Zur Diskussion steht vor diesem skizzierten Hintergrund die Frage, welchen konstitutiven Anteil das spezifisch Chorische an der Stiftung einer communitas hat: In welcher Weise geht das ‚Chorische’ dabei über Figuren des Kollektiven hinaus? Sind ein Chor oder eine chorische Formation in besonderer Weise geeignet, Affekte zu evozieren und zu lenken? Welche kommunikativen Praktiken, medialen Inszenierungen, rhetorischen Strategien, musikalischen Figuren und räumlichen oder institutionellen Dispositionen sind dabei am Werk?

Diese und ähnliche systematische Fragestellungen sind wiederum zu historisieren: Chorische Figuren treten auffällig häufig in solchen Funktionszusammenhängen auf, in denen ein kollektives Subjekt als politischer Akteur imaginiert und inszeniert wird. Welche Wissensordnungen machen sich die identitäts- und gemeinschaftsstiftende Funktion chorischen Auftretens, Singens und Sprechens zunutze? Und inwiefern greifen sie dabei insbesondere auf liturgische Strukturen zurück?

Anliegen der Kurztagung ist es, diesen Aspekten aus den jeweiligen fachwissenschaftlichen Perspektiven auf den Chor Raum zu geben und in der gemeinsamen Diskussion interdisziplinär zu vernetzen.

Programm

Donnerstag, 10. Oktober 2019

14.15 - 14.30 Uhr Begrüßung und Einführung

14.30 - 15.30 Julia Stenzel, Universität Mainz, Theaterwissenschaft: „,Im Volk’. Oberammergaus Chöre zwischen Antike, Mittelalter und Moderne”

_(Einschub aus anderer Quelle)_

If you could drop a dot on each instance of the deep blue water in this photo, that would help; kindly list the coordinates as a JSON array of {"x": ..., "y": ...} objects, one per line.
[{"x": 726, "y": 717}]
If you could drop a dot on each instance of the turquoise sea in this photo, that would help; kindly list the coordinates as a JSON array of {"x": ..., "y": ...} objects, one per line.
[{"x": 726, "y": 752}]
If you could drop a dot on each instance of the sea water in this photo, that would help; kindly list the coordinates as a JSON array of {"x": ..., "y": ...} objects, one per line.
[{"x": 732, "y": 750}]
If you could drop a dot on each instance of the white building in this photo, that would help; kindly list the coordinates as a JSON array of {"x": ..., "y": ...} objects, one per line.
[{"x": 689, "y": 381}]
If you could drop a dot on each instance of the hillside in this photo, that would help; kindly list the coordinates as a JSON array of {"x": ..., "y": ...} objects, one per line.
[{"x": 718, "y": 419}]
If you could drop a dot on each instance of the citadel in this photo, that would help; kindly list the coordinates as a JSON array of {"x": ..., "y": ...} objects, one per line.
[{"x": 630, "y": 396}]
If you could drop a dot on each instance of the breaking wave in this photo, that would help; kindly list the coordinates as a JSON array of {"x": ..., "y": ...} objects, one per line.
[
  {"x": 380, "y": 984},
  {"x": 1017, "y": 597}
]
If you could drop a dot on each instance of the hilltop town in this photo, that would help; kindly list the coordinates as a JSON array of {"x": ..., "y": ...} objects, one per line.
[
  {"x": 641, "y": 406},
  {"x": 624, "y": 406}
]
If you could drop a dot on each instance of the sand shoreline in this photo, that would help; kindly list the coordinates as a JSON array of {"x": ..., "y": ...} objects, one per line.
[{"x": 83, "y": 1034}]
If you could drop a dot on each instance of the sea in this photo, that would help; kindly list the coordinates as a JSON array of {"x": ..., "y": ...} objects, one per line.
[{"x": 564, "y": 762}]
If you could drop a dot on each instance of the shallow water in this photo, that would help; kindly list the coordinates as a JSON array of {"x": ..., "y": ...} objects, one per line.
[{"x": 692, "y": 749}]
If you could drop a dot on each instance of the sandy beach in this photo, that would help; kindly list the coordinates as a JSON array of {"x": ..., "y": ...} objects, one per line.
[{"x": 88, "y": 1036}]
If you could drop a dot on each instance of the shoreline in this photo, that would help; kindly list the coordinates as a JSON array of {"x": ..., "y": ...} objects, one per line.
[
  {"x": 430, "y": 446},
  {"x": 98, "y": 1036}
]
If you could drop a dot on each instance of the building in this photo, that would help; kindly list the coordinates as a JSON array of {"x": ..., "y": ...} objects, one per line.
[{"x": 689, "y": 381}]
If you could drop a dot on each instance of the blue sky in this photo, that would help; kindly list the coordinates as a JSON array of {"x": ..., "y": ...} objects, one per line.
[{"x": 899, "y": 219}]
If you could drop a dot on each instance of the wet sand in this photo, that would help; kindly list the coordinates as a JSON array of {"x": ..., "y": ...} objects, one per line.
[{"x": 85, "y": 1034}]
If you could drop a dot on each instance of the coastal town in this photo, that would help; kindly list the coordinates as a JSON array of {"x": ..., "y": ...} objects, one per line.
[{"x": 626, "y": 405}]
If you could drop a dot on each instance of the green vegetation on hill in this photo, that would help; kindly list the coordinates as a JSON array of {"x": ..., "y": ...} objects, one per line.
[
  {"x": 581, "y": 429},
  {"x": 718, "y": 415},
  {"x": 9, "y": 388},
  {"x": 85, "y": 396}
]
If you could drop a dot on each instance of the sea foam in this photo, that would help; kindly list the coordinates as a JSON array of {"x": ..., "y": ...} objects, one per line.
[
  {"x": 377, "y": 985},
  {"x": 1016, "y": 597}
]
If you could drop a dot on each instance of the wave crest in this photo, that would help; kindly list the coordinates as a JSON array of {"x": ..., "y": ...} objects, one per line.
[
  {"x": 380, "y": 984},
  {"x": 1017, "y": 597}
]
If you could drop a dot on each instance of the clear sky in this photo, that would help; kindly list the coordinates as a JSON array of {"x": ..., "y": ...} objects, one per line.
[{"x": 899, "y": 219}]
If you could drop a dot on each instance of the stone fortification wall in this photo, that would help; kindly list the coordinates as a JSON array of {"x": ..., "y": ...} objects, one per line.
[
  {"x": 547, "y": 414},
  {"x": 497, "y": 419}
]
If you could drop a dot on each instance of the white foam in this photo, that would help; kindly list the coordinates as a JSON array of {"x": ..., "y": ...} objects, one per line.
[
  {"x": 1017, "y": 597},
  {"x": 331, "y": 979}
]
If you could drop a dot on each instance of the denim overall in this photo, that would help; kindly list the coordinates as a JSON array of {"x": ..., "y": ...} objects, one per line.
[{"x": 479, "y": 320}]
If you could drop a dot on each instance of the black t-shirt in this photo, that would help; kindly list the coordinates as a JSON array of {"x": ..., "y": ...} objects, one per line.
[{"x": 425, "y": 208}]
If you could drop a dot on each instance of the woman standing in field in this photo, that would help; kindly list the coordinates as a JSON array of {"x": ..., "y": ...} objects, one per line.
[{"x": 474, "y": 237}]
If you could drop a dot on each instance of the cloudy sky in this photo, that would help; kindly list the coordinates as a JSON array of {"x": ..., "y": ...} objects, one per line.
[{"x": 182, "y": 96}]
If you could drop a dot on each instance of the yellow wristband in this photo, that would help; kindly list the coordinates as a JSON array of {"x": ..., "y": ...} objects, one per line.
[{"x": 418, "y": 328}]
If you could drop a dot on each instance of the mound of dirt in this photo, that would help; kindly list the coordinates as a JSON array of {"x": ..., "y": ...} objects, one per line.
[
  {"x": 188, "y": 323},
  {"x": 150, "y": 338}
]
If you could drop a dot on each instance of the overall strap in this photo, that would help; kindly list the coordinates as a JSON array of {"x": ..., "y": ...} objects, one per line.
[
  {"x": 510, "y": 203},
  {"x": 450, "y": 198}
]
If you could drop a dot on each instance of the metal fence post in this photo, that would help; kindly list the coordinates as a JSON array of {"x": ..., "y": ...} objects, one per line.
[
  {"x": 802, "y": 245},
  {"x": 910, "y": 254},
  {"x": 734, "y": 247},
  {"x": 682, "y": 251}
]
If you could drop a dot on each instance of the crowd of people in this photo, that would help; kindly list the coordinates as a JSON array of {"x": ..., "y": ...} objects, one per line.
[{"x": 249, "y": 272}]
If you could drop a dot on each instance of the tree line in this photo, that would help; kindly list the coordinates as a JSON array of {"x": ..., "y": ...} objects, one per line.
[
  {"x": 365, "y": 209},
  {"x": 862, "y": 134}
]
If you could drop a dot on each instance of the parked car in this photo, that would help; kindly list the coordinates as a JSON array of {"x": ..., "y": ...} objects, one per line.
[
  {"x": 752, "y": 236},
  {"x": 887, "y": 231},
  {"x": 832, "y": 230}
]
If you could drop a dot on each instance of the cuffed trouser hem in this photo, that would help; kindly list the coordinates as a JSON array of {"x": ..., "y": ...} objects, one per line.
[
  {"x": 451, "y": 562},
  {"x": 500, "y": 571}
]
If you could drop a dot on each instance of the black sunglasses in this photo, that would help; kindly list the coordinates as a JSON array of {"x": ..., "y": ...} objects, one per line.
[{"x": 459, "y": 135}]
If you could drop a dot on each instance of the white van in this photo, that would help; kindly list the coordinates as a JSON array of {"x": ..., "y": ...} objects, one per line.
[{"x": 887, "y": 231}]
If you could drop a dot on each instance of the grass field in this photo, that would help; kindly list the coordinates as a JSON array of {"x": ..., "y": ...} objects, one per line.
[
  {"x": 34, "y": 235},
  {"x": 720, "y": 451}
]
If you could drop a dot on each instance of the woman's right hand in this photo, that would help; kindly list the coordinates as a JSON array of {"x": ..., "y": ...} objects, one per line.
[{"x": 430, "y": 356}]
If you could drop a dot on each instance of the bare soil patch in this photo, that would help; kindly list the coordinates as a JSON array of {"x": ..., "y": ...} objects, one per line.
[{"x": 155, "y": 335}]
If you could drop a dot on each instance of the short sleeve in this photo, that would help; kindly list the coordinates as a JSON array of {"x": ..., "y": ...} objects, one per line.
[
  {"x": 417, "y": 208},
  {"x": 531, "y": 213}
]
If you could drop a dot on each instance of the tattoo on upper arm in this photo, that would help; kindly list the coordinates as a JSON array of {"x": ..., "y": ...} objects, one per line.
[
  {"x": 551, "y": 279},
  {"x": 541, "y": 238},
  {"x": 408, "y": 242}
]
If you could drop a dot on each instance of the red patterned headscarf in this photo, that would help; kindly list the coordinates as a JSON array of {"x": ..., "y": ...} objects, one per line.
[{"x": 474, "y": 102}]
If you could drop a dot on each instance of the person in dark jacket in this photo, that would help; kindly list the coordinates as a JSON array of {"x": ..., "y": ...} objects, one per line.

15.30 - 16.30 Alexander H. Schwan, FU Berlin, Tanzwissenschaft, „Theologie und Gemeinschaft in der Tanzmoderne“

17 - 18 Susanne Spreckelmeier, Universität Münster, Literatur des Mittelalters, „Der Chor als (des)integrative Formation. Zur Polyfunktionalität des Chorischen im geistlichen Spiel“

18 - 19 Antonia Egel, Universität Salzburg, Neuere deutsche Literatur, „Chöre zwischen Liturgie und Drama. Über Johann Sebastian Bach”

Freitag, 11. Oktober 2019

9 - 10 Stefan Donath, FU Berlin, Theaterwissenschaft, „Das politische Potenzial des Chorischen - Zum schmalen Grat zwischen affektiver Resonanz und Überwältigung”

10 - 11 Sebastian Bolz, LMU München, Musikwissenschaft, „Erste Gemeinschaften und singende Selbstdarsteller. Bemerkungen zum liturgischen Chor auf der Opernbühne“

11 - 12 Dietmar Klenke, Universität Paderborn, Geschichtswissenschaft, „Männerchöre als kirchenferner Träger nationalreligiöser Festliturgie”

13.00 - 14.00 Evelyn Annuß, Universität f. Musik u. darstellende Künste Wien, Theaterwissenschaft/Gender Studies, „Abschied von der Liturgie. Zum Formwandel des Chorischen“

14.00 - 15.00 Julia Bodenburg, Universität Münster, Neuere deutsche Literatur, „Rote Fahnen, ‚Leuchtemai‘. Zum Verhältnis von Liturgie und Politik in Sprechchorwerken der 1920er Jahre”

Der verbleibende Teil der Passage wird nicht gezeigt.